Native plants and the insects they support are subjects I’m passionate about, so when the opportunity arose for me to submit a design for the America the Beautiful quarter featuring Tallgrass Prairie National Preserve in Kansas, I was thrilled. There are many facets to this National Park Service gem, but the main one is that it preserves some of the last remaining tallgrass prairie ecosystems in North America. Tallgrass prairies are one of the world’s rarest ecosystems and are home to a unique assemblage of plants and animals, so I immediately saw the potential to highlight native plants and insects in my design.

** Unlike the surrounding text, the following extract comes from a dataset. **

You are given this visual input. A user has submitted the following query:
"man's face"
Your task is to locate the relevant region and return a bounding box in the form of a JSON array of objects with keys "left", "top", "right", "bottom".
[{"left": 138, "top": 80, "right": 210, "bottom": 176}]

Grasses make up about 80% of a tallgrass prairie’s foliage and are the most visually dominant species, so it made sense to include some grasses in my design. I chose two of the most common and iconic prairie grass species: Big Bluestem (Andropogon gerardii) and Indian Grass (Sorghastrum nutans). From the vantagepoint of being down among the grasses and looking up, my design shows several mature stems of these species blowing in the breeze.
One of the most charismatic insects of the tallgrass prairie is the Regal Fritillary (Speyeria idalia), a lovely orange and black butterfly that depends on vegetation found in prairies. Seen from below, an adult is flying among the grasses in my design. This butterfly nectars on a variety of prairie wildflowers like milkweeds, thistles, goldenrods, and coneflowers, while the larvae of this species need violets.
Many other plant and animal species merit representation on a coin commemorating the tallgrass prairies of the Flint Hills in Kansas; it was difficult to narrow it down to the two grasses and the butterfly. Of all the America the Beautiful quarters that include animals, this one is unique in that it features an invertebrate animal. I’m excited to see this butterfly in circulation! Its release date is today.